Julian Assange Launches Legal Challenge Against Trump Administration (theguardian.com) 244

SonicSpike shares a report from The Guardian: Julian Assange, the fugitive WikiLeaks founder whose diplomatic sanctuary in the Ecuadorian embassy appears increasingly precarious, is launching a legal challenge against the Trump administration. Lawyers for the Australian activist have filed an urgent application to the Washington-based Inter-American Commission of Human Rights (IACHR) aimed at forcing the hand of U.S. prosecutors, requiring them to "unseal" any secret charges against him. The legal move is an attempt to prevent Assange's extradition to the U.S. at a time that a new Ecuadorian government has been making his stay in the central London apartment increasingly inhospitable.

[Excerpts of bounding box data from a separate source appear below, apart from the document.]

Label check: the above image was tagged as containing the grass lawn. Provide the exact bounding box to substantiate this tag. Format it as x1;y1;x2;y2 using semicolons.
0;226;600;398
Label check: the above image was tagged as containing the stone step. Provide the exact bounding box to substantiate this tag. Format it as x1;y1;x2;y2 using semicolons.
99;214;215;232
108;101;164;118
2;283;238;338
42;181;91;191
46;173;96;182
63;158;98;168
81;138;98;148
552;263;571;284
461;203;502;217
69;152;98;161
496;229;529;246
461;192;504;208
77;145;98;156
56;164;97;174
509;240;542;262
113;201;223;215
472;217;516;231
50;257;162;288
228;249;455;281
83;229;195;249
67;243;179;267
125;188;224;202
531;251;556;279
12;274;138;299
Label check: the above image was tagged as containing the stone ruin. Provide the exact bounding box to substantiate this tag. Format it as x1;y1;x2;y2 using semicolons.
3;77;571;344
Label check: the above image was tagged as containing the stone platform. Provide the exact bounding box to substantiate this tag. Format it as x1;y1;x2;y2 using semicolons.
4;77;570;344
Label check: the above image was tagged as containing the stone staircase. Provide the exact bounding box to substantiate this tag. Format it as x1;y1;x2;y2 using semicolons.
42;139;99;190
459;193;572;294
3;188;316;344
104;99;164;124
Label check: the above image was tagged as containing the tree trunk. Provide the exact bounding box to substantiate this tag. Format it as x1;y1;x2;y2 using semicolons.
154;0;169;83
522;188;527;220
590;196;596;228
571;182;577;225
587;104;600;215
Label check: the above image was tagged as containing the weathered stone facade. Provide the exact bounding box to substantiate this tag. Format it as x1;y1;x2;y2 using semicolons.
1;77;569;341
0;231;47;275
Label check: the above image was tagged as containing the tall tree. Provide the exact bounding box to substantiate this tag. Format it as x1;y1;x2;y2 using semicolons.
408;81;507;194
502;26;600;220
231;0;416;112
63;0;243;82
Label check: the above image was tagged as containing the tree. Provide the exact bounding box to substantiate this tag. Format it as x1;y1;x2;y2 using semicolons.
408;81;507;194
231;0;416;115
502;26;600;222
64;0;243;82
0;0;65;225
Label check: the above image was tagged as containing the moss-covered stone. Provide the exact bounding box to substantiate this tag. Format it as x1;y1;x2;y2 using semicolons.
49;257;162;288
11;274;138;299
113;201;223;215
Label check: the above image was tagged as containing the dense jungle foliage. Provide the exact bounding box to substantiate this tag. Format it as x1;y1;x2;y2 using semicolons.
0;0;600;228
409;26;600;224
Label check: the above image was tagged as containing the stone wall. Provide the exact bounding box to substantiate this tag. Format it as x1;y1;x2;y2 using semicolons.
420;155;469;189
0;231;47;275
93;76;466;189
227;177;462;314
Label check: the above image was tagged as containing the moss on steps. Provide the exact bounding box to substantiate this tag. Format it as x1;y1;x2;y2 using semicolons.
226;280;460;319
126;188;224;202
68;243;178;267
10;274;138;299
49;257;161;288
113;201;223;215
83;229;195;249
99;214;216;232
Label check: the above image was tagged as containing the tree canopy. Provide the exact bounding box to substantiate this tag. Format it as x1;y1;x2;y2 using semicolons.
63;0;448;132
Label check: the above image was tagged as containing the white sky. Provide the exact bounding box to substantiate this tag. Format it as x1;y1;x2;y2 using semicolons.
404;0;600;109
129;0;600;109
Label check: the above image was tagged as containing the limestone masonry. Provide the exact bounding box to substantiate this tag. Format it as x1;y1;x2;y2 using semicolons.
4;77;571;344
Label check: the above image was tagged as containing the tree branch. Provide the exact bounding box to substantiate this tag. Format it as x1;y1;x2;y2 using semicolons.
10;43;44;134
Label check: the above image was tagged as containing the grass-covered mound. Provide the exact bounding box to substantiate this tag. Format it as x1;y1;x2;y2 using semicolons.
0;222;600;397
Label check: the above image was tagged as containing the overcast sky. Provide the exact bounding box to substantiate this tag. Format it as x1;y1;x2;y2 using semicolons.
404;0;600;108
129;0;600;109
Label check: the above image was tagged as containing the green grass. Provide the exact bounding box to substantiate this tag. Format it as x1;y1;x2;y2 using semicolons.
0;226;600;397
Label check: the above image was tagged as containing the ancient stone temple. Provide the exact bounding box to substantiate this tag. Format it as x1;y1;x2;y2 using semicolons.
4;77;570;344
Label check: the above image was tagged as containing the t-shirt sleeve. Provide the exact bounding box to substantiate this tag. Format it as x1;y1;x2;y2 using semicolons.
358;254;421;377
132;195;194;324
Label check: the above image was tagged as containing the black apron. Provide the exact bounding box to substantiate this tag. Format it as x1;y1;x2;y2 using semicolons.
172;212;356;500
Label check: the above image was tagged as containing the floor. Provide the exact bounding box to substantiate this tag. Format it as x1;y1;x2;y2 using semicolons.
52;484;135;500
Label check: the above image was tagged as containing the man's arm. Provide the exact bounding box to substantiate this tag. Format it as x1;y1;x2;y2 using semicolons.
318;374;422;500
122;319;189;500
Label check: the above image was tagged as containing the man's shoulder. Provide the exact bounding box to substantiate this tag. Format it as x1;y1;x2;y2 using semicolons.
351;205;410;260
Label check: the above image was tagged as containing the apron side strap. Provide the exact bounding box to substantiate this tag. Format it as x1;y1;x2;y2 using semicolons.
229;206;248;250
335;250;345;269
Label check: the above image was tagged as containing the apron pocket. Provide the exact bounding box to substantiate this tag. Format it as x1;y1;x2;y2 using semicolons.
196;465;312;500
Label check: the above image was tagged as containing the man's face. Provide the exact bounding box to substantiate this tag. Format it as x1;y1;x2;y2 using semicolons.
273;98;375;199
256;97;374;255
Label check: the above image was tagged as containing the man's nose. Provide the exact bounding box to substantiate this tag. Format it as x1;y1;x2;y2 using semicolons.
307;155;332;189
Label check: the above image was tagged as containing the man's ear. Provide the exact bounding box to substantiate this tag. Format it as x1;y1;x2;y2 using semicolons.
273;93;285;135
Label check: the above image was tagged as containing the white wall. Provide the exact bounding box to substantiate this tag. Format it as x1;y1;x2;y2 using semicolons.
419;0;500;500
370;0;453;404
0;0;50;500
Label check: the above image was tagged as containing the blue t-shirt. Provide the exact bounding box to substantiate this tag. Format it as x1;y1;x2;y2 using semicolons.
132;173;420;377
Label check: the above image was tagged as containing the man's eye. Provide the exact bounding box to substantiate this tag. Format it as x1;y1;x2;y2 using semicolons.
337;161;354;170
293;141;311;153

The 1,172-page submission by Assange's lawyers calls on the U.S. to unseal any secret charges against him and urges Ecuador to cease its "espionage activities" against him. Baltasar Garzon, the prominent Spanish judge who has pursued dictators, terrorists and drug barons, is the international coordinator of Assange's legal team. He has said the case involves "the right to access and impart information freely" that has been put in "jeopardy." The Trump administration is refusing to reveal details of charges against Assange despite the fact that sources in the U.S. Department of Justice have confirmed to the media that they exist under seal. The application alleges that U.S. prosecutors have begun approaching people in the U.S., Germany and Iceland and pressed them to testify against Assange in return for immunity from prosecution. Those approached, it is said, include people associated with WikiLeaks' joint publications with other media about U.S. diplomacy, Guantanamo Bay and the wars in Iraq and Afghanistan.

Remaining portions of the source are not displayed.